Materials and Methods (back to top of Geophysical Boatwork/webpage)

Sidescan sonar

 The towfish transducer, which was towed from the ship, emits an acoustic sonar pulse which is reflected back from the seabed when it reaches the seafloor. The time between the emission of the beam and its return to the sonar receiver allows the sidescan computer to determine the distance and therefore the bathymetry. The acoustic strength of the backscatter received will vary depending on the type of sediment. Dense or very angular sediments provide the strongest returns.

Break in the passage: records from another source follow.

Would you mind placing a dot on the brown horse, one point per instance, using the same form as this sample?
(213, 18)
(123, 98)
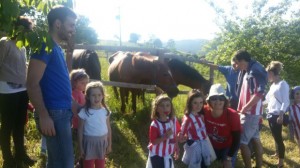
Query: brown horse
(136, 68)
(89, 61)
(188, 76)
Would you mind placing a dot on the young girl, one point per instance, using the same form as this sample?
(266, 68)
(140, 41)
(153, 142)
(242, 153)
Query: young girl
(79, 79)
(94, 131)
(294, 114)
(194, 132)
(162, 134)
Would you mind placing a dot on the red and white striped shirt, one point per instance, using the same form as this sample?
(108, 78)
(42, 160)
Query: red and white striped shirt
(295, 118)
(157, 130)
(194, 127)
(250, 85)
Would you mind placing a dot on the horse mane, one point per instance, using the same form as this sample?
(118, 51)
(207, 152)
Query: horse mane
(185, 69)
(142, 62)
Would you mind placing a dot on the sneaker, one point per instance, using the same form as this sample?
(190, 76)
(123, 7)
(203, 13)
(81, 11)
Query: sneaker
(274, 155)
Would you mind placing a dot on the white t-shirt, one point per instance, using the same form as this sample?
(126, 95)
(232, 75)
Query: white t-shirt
(95, 121)
(7, 89)
(278, 97)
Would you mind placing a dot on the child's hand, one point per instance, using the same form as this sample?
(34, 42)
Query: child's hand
(176, 151)
(108, 149)
(181, 138)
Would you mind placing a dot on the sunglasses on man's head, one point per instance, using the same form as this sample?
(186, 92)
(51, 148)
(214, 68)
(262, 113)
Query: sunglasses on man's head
(214, 98)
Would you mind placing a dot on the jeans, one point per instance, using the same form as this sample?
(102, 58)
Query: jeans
(276, 130)
(60, 147)
(13, 110)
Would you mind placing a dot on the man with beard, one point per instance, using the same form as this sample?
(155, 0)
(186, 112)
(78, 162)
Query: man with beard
(49, 89)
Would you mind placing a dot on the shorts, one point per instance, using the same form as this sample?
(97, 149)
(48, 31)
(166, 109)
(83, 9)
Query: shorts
(250, 125)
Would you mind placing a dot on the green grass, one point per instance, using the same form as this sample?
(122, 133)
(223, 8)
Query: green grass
(130, 134)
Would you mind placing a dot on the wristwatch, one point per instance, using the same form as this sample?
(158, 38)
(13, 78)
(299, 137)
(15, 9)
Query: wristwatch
(228, 158)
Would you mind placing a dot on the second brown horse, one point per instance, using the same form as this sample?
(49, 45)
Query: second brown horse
(140, 68)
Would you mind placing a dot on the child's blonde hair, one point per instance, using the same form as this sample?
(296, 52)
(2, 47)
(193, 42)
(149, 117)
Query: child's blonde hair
(156, 102)
(275, 66)
(89, 87)
(77, 75)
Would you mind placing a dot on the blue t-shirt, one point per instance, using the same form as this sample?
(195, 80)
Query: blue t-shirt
(55, 83)
(231, 77)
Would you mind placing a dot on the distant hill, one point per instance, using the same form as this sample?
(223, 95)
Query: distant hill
(191, 46)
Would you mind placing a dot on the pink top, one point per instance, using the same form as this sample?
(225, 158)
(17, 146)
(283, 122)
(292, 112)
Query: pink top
(78, 96)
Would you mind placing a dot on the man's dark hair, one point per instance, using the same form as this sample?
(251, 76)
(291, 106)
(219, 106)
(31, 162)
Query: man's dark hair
(61, 13)
(25, 22)
(242, 54)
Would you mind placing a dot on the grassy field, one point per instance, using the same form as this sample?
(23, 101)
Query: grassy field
(130, 135)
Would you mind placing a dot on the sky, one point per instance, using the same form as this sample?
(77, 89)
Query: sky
(163, 19)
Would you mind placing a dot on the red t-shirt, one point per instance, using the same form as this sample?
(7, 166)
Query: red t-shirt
(78, 96)
(219, 129)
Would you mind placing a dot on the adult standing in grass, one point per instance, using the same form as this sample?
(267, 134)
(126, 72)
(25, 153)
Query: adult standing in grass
(294, 110)
(222, 126)
(251, 87)
(49, 89)
(278, 102)
(231, 74)
(13, 97)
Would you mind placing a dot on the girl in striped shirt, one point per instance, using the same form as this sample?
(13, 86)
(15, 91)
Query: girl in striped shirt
(294, 114)
(162, 134)
(194, 132)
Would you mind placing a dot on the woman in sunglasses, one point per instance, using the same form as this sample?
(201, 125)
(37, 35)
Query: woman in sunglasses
(222, 125)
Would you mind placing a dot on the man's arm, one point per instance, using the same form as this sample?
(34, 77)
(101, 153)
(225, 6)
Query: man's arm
(69, 52)
(253, 100)
(36, 70)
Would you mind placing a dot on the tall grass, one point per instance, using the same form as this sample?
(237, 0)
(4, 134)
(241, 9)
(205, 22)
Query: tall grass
(130, 134)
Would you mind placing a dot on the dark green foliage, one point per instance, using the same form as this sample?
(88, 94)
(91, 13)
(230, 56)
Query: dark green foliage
(266, 34)
(84, 33)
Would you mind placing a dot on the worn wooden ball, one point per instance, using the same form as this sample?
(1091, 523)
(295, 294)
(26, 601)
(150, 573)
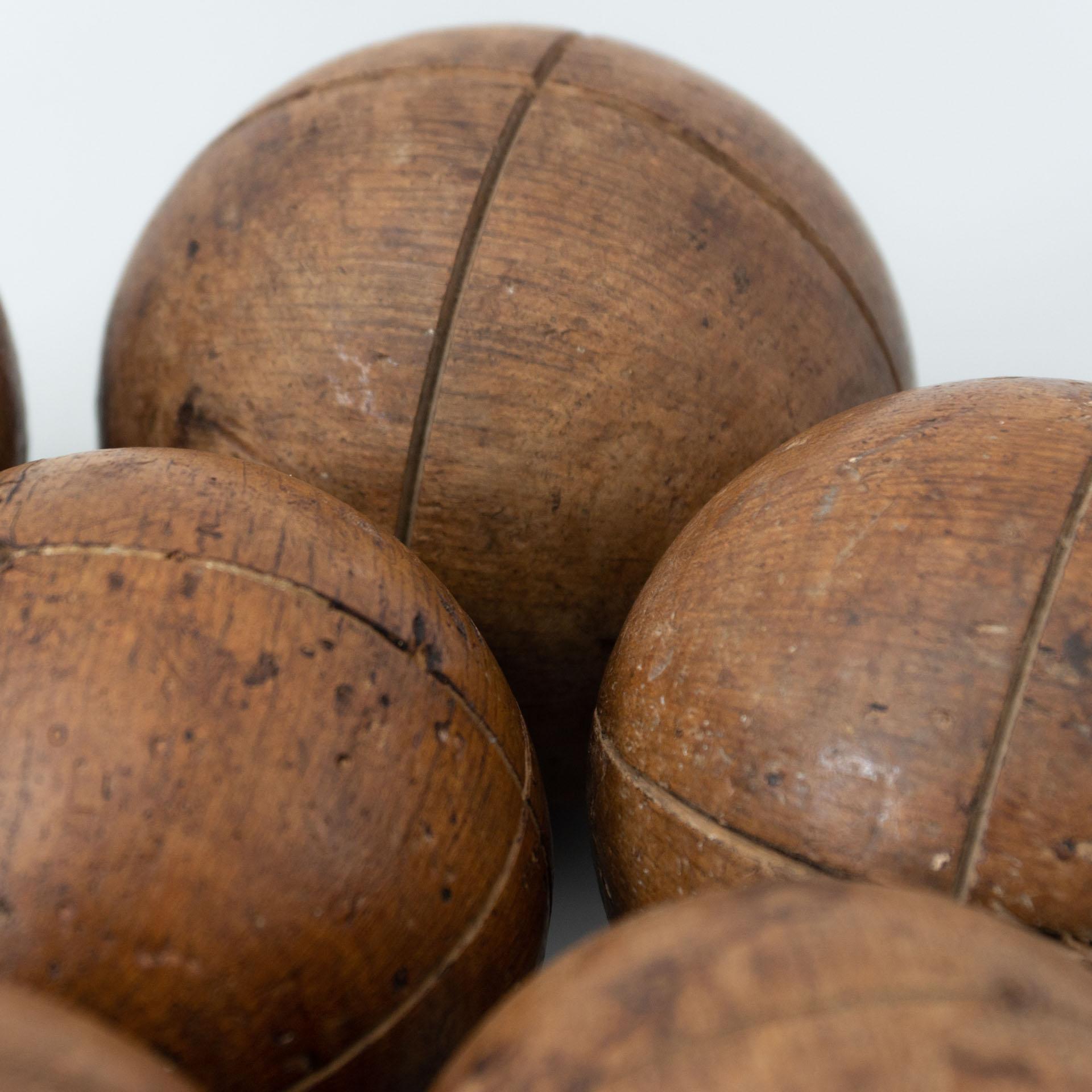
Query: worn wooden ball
(268, 803)
(49, 1048)
(13, 435)
(821, 986)
(524, 299)
(871, 655)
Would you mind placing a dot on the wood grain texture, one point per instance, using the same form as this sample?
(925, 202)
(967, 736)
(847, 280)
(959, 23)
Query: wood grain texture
(13, 432)
(528, 299)
(824, 986)
(269, 803)
(855, 657)
(51, 1048)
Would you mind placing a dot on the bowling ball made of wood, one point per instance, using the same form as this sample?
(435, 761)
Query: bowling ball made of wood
(826, 986)
(527, 300)
(51, 1048)
(13, 436)
(872, 656)
(268, 803)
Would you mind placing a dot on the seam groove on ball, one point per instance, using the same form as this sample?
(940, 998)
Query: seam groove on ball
(475, 925)
(395, 72)
(705, 825)
(291, 587)
(457, 281)
(698, 143)
(1018, 684)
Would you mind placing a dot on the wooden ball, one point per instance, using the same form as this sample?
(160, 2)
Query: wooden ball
(268, 803)
(51, 1048)
(821, 986)
(871, 656)
(13, 434)
(524, 299)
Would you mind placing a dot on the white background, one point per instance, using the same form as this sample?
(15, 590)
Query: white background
(962, 130)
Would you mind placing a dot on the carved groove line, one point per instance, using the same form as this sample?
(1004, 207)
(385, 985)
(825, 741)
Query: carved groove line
(737, 841)
(457, 282)
(627, 109)
(966, 875)
(287, 586)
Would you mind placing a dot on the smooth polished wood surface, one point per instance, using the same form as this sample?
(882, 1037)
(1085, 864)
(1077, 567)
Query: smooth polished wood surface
(51, 1048)
(870, 656)
(269, 803)
(830, 987)
(13, 431)
(528, 300)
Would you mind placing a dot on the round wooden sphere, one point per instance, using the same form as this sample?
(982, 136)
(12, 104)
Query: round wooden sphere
(822, 986)
(528, 300)
(51, 1048)
(871, 656)
(13, 434)
(268, 802)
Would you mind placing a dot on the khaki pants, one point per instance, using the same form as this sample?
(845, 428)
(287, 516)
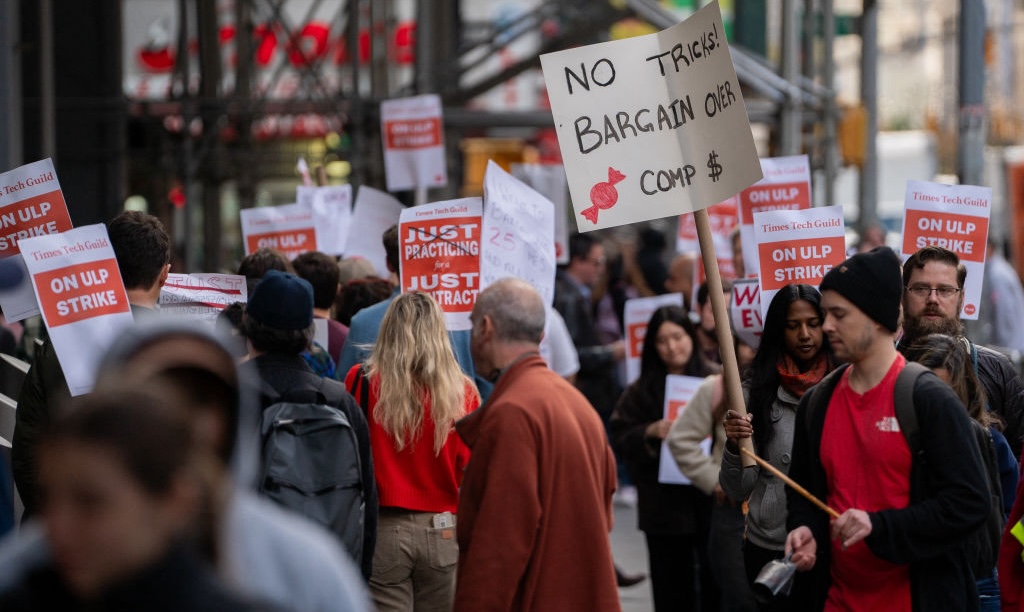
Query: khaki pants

 Due to the survey site being shallow the dual frequency towfish was ran at 410kHz to give a high resolution while still maintaining a swath width of 200m (100m on either side of the fish. Two transects (detailed below) were completed and the traces of bathymetry data were combined into a mosaic to allow identification of features of the seafloor.

Figure 34 (above) is the sidescan towfish used on R.V. Xplorer.

Van Veen Grab Sample

 Only one grab sample was carried out due to the area being protected as a SAC. The grab sample was used to ground truth the seafloor, identifying the sediment type, and fauna and flora of the seabed at the chosen location. This ground truthing is important when using instruments such as sidescan as it allows the two forms of data to be compared to some extent.

Time Taken: 09:43 GMT

Water depth: 6.7m

Latitude: 5 °01’45.38 W

Longitude: 50° 10’02.66 N

Bite size: 0.5m³

Figure 35 (right): Van Veen Grab used to take a sample of the seabed

R.O.V. (Remotely Operated Vehicle)

 The R.O.V "VideoRay" is fitted with two cameras, one standard resolution camera that can be turned for piloting purposes and a fixed, forward looking, HD camera to provide high resolution video and images of the underwater world. "VideoRay" also possesses two forward facing lights for illumination and thrusters to manoeuvre horizontally or vertically. The R.O.V. was connected to the onboard monitors via a neutrally buoyant cable which allows the R.O.V. to operate to a depth of 200m in favourable conditions.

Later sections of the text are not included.